Employeurs exonérés de la taxe sur les salaires
Certains employeurs bénéficient d’une exonération de la taxe sur les salaires. Il s’agit notamment :
- des employeurs agricoles ;
- des assistantes maternelles ;
- des particuliers employant un salarié à domicile ;
- des employeurs qui ont réalisé, l’année précédente, un chiffre d’affaires inférieur aux limites de la franchise en base de TVA (85 800 € pour les activités de commerce et d’hébergement ou 34 400 € pour les prestations de service et les professions libérales en 2020).
Calcul de la taxe sur les salaires
Assiette de la taxe
La taxe sur les salaires est calculée sur le montant brut annuel des rémunérations et avantages en nature versés par l’employeur assujetti à l’ensemble de ses salariés.
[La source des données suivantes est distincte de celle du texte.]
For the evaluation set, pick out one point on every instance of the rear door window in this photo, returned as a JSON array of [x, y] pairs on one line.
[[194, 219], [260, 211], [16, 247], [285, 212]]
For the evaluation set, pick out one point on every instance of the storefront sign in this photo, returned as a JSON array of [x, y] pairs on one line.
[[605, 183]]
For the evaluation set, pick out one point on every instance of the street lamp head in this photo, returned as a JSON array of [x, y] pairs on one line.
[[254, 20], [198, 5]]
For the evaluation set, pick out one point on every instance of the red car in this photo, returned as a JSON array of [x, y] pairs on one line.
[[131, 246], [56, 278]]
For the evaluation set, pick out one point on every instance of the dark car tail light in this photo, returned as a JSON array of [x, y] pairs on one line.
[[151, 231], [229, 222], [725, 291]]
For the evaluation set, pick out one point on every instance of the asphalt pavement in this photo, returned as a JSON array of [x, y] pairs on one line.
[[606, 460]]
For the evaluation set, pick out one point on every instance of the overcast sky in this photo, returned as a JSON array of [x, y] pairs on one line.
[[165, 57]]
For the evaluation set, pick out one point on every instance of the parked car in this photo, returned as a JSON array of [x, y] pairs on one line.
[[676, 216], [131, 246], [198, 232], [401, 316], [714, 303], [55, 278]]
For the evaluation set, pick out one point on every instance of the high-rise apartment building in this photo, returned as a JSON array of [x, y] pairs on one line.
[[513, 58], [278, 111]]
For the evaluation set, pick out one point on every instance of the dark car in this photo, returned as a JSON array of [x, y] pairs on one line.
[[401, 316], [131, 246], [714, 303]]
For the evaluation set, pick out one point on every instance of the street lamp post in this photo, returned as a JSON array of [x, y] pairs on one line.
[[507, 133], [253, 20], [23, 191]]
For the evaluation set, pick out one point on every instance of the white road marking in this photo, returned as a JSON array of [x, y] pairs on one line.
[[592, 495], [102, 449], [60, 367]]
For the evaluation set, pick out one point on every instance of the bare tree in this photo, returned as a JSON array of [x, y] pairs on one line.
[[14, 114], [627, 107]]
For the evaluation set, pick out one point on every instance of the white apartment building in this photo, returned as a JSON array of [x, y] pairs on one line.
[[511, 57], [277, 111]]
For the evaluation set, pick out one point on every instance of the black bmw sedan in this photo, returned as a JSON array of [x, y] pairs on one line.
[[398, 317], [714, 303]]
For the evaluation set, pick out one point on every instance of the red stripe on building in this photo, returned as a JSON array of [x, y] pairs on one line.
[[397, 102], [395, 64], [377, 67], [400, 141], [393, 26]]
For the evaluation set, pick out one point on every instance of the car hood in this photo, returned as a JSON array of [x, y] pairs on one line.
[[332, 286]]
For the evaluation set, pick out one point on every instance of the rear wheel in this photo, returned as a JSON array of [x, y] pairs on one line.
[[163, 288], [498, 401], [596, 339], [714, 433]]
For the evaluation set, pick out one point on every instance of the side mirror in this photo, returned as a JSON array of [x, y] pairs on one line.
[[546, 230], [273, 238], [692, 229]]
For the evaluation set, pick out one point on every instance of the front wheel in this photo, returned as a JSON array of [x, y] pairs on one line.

Ces rémunérations et avantages sont notamment :
- les salaires, les primes et les gratifications ;
- les avantages en nature ;
- l’épargne salariale ;
- l’intéressement et la participation ;
- les indemnités diverses (départ à la retraite, licenciement, congés payés, etc.).
La taxe sur les salaires due au titre d’une année est calculée sur les rémunérations versées l’année précédente.
La taxe est assise sur l’ensemble des salaires assujettis aux cotisations sociales en application de l’article L. 311-2 du Code de la sécurité sociale (et listés à l’article L. 311-3 du même code). Elle concerne notamment les rémunérations des membres du directoire, bien qu’ils ne soient pas expressément mentionnés à l’article L. 311-3 (CE, 3e et 8e chambres réunies, 19 juin 2017, n° 406064).
Taux applicable
Sur l’assiette de la taxe est appliqué un taux fixé par un barème progressif. Ce taux est égal à :
Pour les salaires versés en 2022 (taxe payable en 2023) :
- 4,25 % pour les rémunérations brutes versées inférieures à 8 573 € ;
- 8,5 % pour les rémunérations brutes versées comprises entre 8 573 € et 17 114 € ;
- 13,60 % pour les rémunérations brutes versées au-delà de 17 114 €.
Pour les salaires versés en 2021 (taxe payable en 2022) :
- 4,25 % pour les rémunérations brutes versées inférieures à 8 020 € ;
- 8,5 % pour les rémunérations brutes versées comprises entre 8 020 € et 16 013 € ;
- 13,60 % pour les rémunérations brutes versées au-delà de 16 013 €.
Le taux applicable en Guadeloupe, à la Martinique et à La Réunion est de 2,95 %. Celui applicable en Guyane et à Mayotte est de 2,55 %. Il s’agit d’un taux unique sur l’ensemble des rémunérations, il n’y a pas de taux majorés.
Paiement de la taxe sur les salaires
Le paiement de la taxe sur les salaires s’effectue mensuellement, trimestriellement ou annuellement en fonction du montant de la taxe payée au cours de l’année précédente.
Ainsi, si la taxe due au titre de l’année N - 1 est :
- comprise entre 1 200 € et 3 999 €, le paiement est annuel (au 15 janvier) ;
- comprise entre 4 000 € et 10 000 €, le paiement est trimestriel (15 avril, 15 juillet et 15 octobre) plus déclaration de régularisation avant le 31 janvier ;
- à partir de 10 001 €, le paiement est mensuel.